III. UN RENFORCEMENT DE LA COORDINATION EUROPÉENNE DANS LE CADRE D'UN SYSTÈME DÉCENTRALISÉ
A. UNE RÉVISION QUI AMÉLIORE LA COORDINATION EUROPÉENNE
1. Un renforcement du rôle de l'Agence européenne des médicaments (EMA), sans aller pour autant vers une centralisation progressive du système
a) Un rôle de soutien confié à l'EMA pour les États membres et les PME
À ce jour, comme rappelé supra, l'EMA joue un rôle très mesuré, dans la mesure où les dispositifs médicaux sont commercialisés après avis des organismes notifiés, eux-mêmes habilités par les autorités nationales.
Le rôle de l'EMA consiste ainsi essentiellement à assurer le secrétariat des groupes d'experts européens sur les dispositifs médicaux, créées en application de l'article 106 du règlement (UE) 2017/745.
Avec cette révision, l'EMA pourrait désormais soutenir :
- d'une part, les États membres, afin d'améliorer la coordination entre eux, notamment sur la classification de produits « frontière », les dérogations aux procédures d'évaluation de la conformité, les évaluations et investigations cliniques, la vigilance et la surveillance du marché ;
- d'autre part, les PME qui produisent des dispositifs médicaux.
Cette modification vient ainsi satisfaire l'une des demandes exprimées dans la note de novembre 2024 du groupe d'États membres dont fait partie la France, et est également soutenue par les rapporteurs.
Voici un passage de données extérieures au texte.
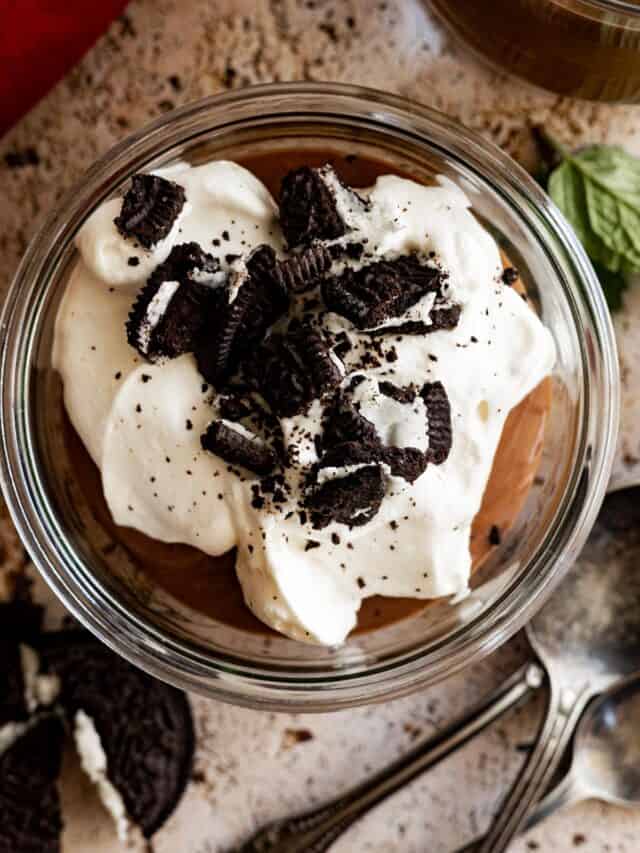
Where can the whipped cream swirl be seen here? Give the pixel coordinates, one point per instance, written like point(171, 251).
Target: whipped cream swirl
point(142, 422)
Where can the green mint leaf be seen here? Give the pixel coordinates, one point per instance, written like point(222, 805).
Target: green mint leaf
point(613, 284)
point(567, 189)
point(612, 189)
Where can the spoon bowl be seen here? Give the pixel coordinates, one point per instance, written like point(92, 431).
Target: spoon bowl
point(587, 638)
point(606, 764)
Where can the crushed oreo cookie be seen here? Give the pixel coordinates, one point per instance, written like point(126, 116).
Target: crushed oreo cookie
point(172, 309)
point(438, 421)
point(149, 209)
point(380, 291)
point(295, 368)
point(252, 302)
point(308, 208)
point(238, 449)
point(145, 726)
point(30, 816)
point(305, 269)
point(352, 500)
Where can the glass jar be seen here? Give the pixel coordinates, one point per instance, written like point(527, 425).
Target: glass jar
point(581, 48)
point(153, 630)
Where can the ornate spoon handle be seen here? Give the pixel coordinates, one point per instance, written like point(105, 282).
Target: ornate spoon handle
point(315, 831)
point(563, 714)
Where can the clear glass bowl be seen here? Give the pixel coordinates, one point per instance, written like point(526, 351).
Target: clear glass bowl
point(104, 590)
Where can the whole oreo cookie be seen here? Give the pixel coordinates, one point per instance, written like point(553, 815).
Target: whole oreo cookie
point(438, 420)
point(30, 819)
point(145, 726)
point(171, 311)
point(238, 449)
point(149, 209)
point(375, 293)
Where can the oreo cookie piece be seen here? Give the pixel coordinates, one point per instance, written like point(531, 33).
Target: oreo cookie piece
point(253, 301)
point(30, 819)
point(172, 309)
point(343, 423)
point(406, 462)
point(308, 207)
point(236, 448)
point(381, 290)
point(305, 269)
point(293, 369)
point(144, 726)
point(149, 209)
point(438, 421)
point(352, 500)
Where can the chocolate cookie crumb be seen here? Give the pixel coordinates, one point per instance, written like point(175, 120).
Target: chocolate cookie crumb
point(238, 449)
point(149, 209)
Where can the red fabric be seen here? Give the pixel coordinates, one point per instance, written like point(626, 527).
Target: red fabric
point(40, 40)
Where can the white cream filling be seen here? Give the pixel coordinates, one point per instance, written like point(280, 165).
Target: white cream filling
point(94, 763)
point(497, 354)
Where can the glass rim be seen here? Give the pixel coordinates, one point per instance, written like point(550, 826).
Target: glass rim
point(141, 642)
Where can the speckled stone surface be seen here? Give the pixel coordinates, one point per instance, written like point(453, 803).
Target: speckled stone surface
point(255, 766)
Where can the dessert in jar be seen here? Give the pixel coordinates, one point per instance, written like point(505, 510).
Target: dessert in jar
point(339, 396)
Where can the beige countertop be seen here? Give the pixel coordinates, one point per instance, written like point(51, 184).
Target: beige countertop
point(254, 766)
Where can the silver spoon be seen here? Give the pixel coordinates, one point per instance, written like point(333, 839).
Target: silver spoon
point(588, 638)
point(316, 830)
point(606, 757)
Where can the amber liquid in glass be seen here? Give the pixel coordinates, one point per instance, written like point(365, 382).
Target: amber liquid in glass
point(572, 47)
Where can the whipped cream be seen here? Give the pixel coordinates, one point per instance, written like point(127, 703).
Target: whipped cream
point(143, 423)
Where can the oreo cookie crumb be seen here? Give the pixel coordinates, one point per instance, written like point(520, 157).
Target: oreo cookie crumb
point(379, 291)
point(145, 726)
point(303, 270)
point(237, 449)
point(294, 369)
point(438, 421)
point(308, 209)
point(172, 309)
point(30, 817)
point(149, 209)
point(352, 500)
point(242, 320)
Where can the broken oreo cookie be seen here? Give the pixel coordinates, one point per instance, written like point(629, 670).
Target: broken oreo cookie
point(308, 208)
point(172, 309)
point(352, 500)
point(144, 725)
point(30, 818)
point(149, 209)
point(304, 270)
point(293, 369)
point(236, 448)
point(380, 291)
point(253, 300)
point(438, 421)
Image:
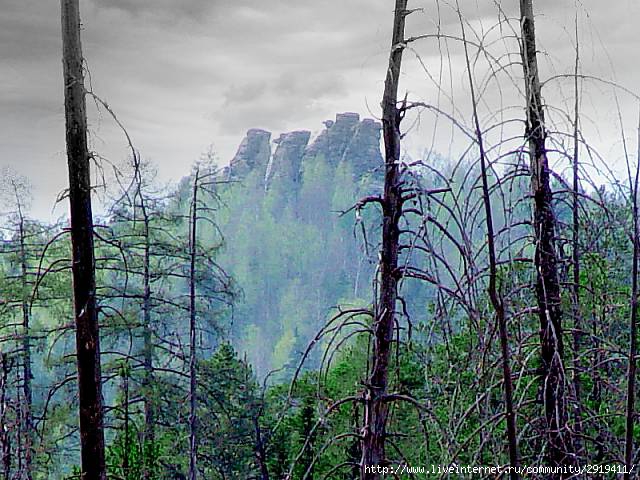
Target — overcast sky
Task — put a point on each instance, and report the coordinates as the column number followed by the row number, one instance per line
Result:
column 183, row 75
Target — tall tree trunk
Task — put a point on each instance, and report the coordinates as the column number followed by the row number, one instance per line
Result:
column 633, row 325
column 575, row 240
column 148, row 437
column 27, row 416
column 83, row 268
column 494, row 293
column 193, row 420
column 376, row 406
column 5, row 440
column 559, row 448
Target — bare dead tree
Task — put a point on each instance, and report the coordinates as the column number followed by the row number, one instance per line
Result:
column 81, row 217
column 493, row 289
column 630, row 413
column 193, row 238
column 560, row 448
column 5, row 440
column 376, row 405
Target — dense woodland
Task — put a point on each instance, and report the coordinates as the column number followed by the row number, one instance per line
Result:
column 320, row 306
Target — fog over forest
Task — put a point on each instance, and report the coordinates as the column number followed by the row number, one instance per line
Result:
column 329, row 240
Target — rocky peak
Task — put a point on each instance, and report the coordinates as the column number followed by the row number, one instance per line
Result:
column 347, row 139
column 287, row 159
column 253, row 154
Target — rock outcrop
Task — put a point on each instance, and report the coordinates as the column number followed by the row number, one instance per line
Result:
column 347, row 139
column 287, row 159
column 253, row 154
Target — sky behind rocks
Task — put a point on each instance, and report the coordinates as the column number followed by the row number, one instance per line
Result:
column 186, row 75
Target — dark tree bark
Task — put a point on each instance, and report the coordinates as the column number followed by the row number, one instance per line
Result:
column 27, row 402
column 633, row 325
column 193, row 420
column 83, row 268
column 376, row 406
column 559, row 442
column 493, row 290
column 5, row 440
column 148, row 436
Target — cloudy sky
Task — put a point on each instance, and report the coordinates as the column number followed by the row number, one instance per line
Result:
column 183, row 75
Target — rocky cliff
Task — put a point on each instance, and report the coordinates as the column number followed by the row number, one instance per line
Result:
column 347, row 139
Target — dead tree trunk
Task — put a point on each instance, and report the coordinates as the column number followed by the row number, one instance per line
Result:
column 559, row 448
column 633, row 324
column 83, row 268
column 148, row 437
column 5, row 440
column 27, row 402
column 493, row 290
column 193, row 420
column 376, row 405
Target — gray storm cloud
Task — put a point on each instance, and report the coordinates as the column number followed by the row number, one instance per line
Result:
column 184, row 75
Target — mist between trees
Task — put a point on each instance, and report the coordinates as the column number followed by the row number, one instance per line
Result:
column 324, row 308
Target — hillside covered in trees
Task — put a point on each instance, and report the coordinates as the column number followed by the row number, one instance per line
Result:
column 447, row 290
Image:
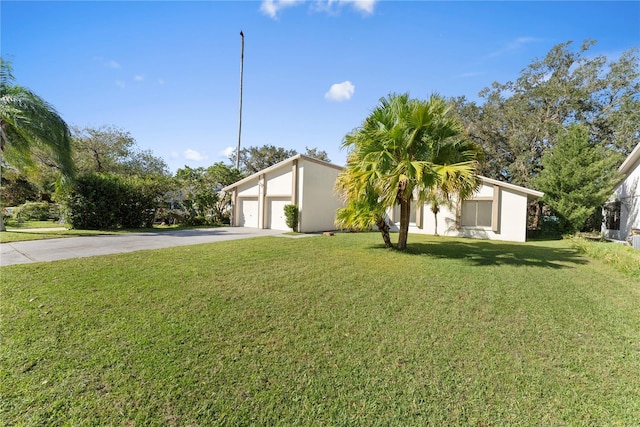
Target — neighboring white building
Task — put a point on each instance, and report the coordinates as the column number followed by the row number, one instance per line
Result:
column 259, row 199
column 497, row 211
column 622, row 212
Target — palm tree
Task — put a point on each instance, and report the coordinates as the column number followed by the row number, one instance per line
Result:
column 401, row 152
column 27, row 124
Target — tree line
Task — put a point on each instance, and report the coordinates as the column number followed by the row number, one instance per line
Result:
column 562, row 127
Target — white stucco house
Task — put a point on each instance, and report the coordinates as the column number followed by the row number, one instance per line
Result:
column 259, row 199
column 497, row 211
column 622, row 211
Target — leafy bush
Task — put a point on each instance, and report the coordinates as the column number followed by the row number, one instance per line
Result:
column 38, row 211
column 99, row 201
column 292, row 215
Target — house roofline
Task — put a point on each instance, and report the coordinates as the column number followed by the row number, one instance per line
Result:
column 630, row 160
column 279, row 165
column 529, row 192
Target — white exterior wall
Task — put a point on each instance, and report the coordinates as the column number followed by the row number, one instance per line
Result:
column 317, row 201
column 279, row 181
column 511, row 217
column 275, row 186
column 628, row 194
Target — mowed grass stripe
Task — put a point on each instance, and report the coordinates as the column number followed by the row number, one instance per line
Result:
column 322, row 331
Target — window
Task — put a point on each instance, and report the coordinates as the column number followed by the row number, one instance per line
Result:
column 477, row 213
column 612, row 216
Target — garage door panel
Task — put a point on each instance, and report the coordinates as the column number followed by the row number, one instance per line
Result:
column 248, row 213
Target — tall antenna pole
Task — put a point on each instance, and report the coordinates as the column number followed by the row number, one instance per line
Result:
column 240, row 114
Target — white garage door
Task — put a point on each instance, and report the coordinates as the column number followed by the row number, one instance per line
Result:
column 276, row 220
column 248, row 213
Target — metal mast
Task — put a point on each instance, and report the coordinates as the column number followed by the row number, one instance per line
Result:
column 240, row 113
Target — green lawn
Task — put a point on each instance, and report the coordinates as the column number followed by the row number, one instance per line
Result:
column 322, row 331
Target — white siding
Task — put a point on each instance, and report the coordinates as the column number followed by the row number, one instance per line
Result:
column 317, row 201
column 511, row 216
column 276, row 219
column 279, row 181
column 628, row 194
column 248, row 212
column 260, row 198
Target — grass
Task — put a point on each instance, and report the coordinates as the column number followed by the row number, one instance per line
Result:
column 623, row 258
column 322, row 331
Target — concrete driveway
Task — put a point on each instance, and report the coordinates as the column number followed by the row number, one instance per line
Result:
column 79, row 247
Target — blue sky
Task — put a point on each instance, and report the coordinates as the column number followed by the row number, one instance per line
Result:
column 168, row 72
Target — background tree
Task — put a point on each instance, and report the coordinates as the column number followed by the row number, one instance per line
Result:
column 577, row 177
column 255, row 159
column 113, row 150
column 202, row 198
column 519, row 120
column 28, row 122
column 317, row 154
column 404, row 149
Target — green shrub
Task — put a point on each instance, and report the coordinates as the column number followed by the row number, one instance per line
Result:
column 99, row 201
column 38, row 211
column 292, row 215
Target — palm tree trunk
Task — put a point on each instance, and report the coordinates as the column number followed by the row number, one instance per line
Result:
column 405, row 216
column 384, row 230
column 435, row 209
column 435, row 218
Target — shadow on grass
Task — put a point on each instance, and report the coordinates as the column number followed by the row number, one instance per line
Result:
column 490, row 253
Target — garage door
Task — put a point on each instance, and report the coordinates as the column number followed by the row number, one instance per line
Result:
column 248, row 213
column 276, row 219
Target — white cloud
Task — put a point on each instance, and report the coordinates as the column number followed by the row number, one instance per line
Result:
column 227, row 152
column 340, row 91
column 272, row 7
column 364, row 6
column 515, row 45
column 194, row 155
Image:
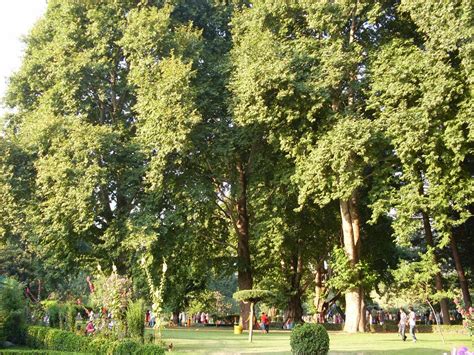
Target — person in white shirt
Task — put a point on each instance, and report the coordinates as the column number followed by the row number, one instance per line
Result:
column 412, row 323
column 402, row 324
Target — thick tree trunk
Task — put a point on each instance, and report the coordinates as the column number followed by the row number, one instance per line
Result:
column 244, row 267
column 460, row 270
column 295, row 308
column 319, row 294
column 438, row 279
column 355, row 315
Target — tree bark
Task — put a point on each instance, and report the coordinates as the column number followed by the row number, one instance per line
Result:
column 295, row 308
column 355, row 314
column 438, row 279
column 244, row 267
column 460, row 270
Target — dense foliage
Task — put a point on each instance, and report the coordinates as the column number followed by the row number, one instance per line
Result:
column 308, row 148
column 13, row 322
column 309, row 339
column 61, row 340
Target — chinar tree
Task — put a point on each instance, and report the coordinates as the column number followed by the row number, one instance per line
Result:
column 74, row 123
column 421, row 95
column 299, row 69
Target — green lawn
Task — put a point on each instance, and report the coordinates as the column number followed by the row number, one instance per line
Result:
column 209, row 341
column 204, row 341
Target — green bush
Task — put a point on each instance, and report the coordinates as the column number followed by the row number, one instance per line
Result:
column 126, row 347
column 60, row 340
column 309, row 339
column 71, row 311
column 136, row 320
column 12, row 312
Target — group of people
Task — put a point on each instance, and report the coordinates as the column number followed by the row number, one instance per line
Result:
column 405, row 320
column 150, row 318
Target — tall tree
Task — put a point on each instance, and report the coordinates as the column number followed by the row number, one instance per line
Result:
column 299, row 69
column 421, row 92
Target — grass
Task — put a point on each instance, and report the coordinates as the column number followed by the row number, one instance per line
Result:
column 204, row 341
column 216, row 341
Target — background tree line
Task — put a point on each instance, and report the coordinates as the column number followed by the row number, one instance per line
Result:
column 263, row 138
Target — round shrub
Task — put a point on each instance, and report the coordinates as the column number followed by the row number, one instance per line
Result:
column 309, row 339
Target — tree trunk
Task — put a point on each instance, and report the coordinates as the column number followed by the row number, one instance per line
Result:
column 244, row 267
column 438, row 279
column 466, row 296
column 319, row 294
column 295, row 308
column 351, row 236
column 251, row 322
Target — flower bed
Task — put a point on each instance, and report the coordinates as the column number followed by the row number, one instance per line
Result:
column 55, row 339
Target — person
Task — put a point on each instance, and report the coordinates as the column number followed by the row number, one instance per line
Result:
column 288, row 324
column 402, row 324
column 90, row 328
column 78, row 317
column 412, row 323
column 265, row 323
column 152, row 319
column 147, row 318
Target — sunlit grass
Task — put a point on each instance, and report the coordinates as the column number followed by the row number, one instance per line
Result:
column 205, row 341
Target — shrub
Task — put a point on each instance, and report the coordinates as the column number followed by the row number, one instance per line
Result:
column 12, row 312
column 125, row 347
column 39, row 337
column 136, row 320
column 309, row 339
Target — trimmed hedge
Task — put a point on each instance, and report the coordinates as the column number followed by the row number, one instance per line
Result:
column 39, row 337
column 309, row 339
column 393, row 328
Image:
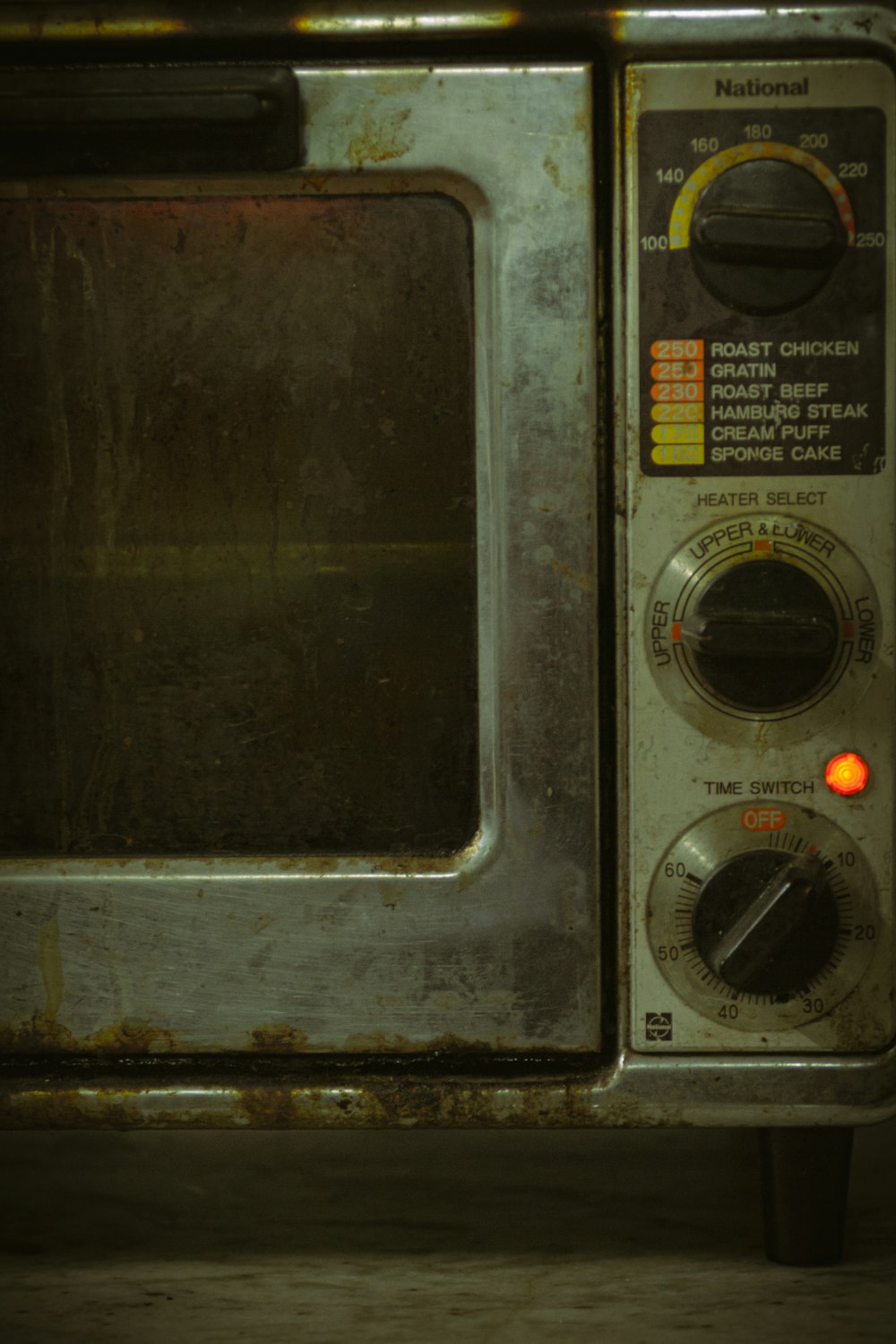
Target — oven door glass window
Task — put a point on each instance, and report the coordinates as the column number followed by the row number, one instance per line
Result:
column 239, row 548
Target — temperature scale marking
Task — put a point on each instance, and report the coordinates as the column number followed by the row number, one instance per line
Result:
column 754, row 150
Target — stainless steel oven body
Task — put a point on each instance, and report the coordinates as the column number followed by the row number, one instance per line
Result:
column 546, row 358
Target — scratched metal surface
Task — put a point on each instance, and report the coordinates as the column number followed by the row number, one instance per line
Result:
column 492, row 945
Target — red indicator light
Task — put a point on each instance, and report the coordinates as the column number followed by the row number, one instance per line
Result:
column 847, row 773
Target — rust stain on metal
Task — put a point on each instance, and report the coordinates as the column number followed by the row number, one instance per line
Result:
column 132, row 1037
column 375, row 1102
column 50, row 964
column 35, row 1035
column 582, row 581
column 381, row 139
column 352, row 26
column 77, row 30
column 279, row 1039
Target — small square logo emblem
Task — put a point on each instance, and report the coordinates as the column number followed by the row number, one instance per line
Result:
column 659, row 1026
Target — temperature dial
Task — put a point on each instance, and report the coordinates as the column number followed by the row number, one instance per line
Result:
column 764, row 237
column 762, row 617
column 780, row 925
column 766, row 225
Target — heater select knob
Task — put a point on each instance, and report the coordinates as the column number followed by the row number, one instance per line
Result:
column 764, row 237
column 762, row 617
column 767, row 922
column 762, row 634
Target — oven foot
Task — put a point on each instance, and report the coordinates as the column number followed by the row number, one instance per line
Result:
column 805, row 1177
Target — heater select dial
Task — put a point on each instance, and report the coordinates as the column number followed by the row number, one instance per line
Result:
column 777, row 925
column 761, row 617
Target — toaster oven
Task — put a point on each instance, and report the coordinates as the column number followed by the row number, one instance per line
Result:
column 449, row 572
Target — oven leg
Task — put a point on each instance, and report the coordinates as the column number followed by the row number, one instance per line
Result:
column 805, row 1177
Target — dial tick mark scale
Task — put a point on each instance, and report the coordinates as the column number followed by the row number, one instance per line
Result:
column 778, row 927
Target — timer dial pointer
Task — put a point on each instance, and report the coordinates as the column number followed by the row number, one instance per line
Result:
column 766, row 922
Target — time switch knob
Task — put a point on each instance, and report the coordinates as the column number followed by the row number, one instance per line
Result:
column 767, row 922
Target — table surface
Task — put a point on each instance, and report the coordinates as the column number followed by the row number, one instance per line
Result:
column 618, row 1236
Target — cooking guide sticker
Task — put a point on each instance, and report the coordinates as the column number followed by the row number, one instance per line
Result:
column 761, row 406
column 796, row 392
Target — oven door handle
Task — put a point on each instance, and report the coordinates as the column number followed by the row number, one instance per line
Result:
column 148, row 121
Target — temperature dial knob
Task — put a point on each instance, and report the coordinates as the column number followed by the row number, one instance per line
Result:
column 766, row 236
column 764, row 930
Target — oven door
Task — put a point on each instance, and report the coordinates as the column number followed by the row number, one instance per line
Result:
column 300, row 585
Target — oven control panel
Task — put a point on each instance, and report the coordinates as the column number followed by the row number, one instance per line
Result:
column 759, row 274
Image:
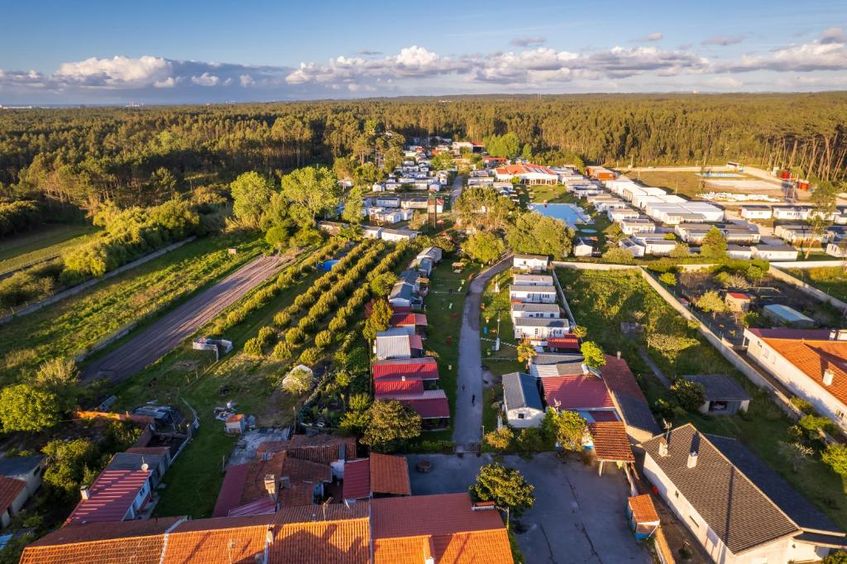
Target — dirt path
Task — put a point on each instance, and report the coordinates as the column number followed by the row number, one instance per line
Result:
column 467, row 422
column 169, row 331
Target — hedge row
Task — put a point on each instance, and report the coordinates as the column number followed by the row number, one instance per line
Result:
column 264, row 295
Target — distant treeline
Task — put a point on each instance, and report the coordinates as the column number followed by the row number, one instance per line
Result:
column 144, row 156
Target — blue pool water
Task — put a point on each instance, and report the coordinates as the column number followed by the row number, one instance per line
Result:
column 569, row 213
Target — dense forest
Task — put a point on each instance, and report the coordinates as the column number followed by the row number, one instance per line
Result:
column 144, row 156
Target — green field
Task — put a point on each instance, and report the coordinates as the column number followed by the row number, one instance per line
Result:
column 49, row 242
column 602, row 300
column 184, row 374
column 829, row 279
column 444, row 323
column 78, row 322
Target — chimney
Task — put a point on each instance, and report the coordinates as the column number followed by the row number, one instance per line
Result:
column 270, row 484
column 828, row 375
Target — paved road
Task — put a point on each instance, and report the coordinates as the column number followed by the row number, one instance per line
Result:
column 578, row 516
column 169, row 331
column 467, row 423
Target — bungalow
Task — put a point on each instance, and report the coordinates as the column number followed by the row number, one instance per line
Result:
column 530, row 263
column 397, row 343
column 533, row 294
column 809, row 362
column 20, row 477
column 535, row 310
column 739, row 509
column 539, row 329
column 521, row 400
column 724, row 396
column 381, row 475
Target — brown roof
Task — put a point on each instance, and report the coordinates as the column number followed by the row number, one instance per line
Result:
column 321, row 448
column 732, row 499
column 408, row 529
column 643, row 510
column 128, row 541
column 610, row 441
column 389, row 474
column 10, row 489
column 813, row 357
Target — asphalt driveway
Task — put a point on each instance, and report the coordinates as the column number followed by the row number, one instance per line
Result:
column 578, row 516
b) Une centralisation progressive de la commercialisation des dispositifs médicaux à envisager
Pour autant, ce renforcement reste assez mesuré et il n'aborde pas frontalement la question de la décentralisation du système actuel. Certes, l'hétérogénéité des produits et l'implantation solide des organismes notifiés dans le processus de certification - au-delà du seul domaine des dispositifs médicaux - laissent difficilement envisager l'instauration d'un système d'AMM sur le modèle des médicaments à l'occasion de cette révision. Un autre véhicule réglementaire spécifique serait nécessaire à cet égard.
L'association Prescrire et le CPME sont eux aussi très favorables à renforcer davantage le rôle de l'EMA. Selon Prescrire, il faudrait mettre en place un système d'AMM sous la responsabilité de l'EMA pour les dispositifs médicaux à haut risque ainsi que pour les dispositifs orphelins et les dispositifs de rupture.
Les rapporteurs appellent néanmoins la Commission européenne et les colégislateurs à mener une réflexion en vue d'établir progressivement un système davantage centralisé supervisé par l'EMA.
2. Une coordination européenne qui pourrait davantage s'appuyer sur les structures existantes
La coordination européenne s'exerce principalement à travers le groupe de coordination en matière de dispositifs médicaux (GCDM), où sont représentées toutes les autorités nationales de l'UE, et qui reçoit le soutien logistique de la Commission européenne, ainsi que le groupe de coordination des organismes notifiés (NBCG-Med).
La révision obligerait les autorités nationales à davantage se coordonner, et notamment, à se consulter dans la détermination de produits qui relèvent ou non de la définition de « dispositif médical ».
Une telle formulation risque d'entraîner des lourdeurs dans la mise en oeuvre de ces consultations, en l'absence d'instance qui les centraliserait.
Les rapporteurs proposent ainsi d'inclure le groupe de coordination en matière de dispositifs médicaux dans ce dispositif, afin qu'il puisse assurer ces consultations.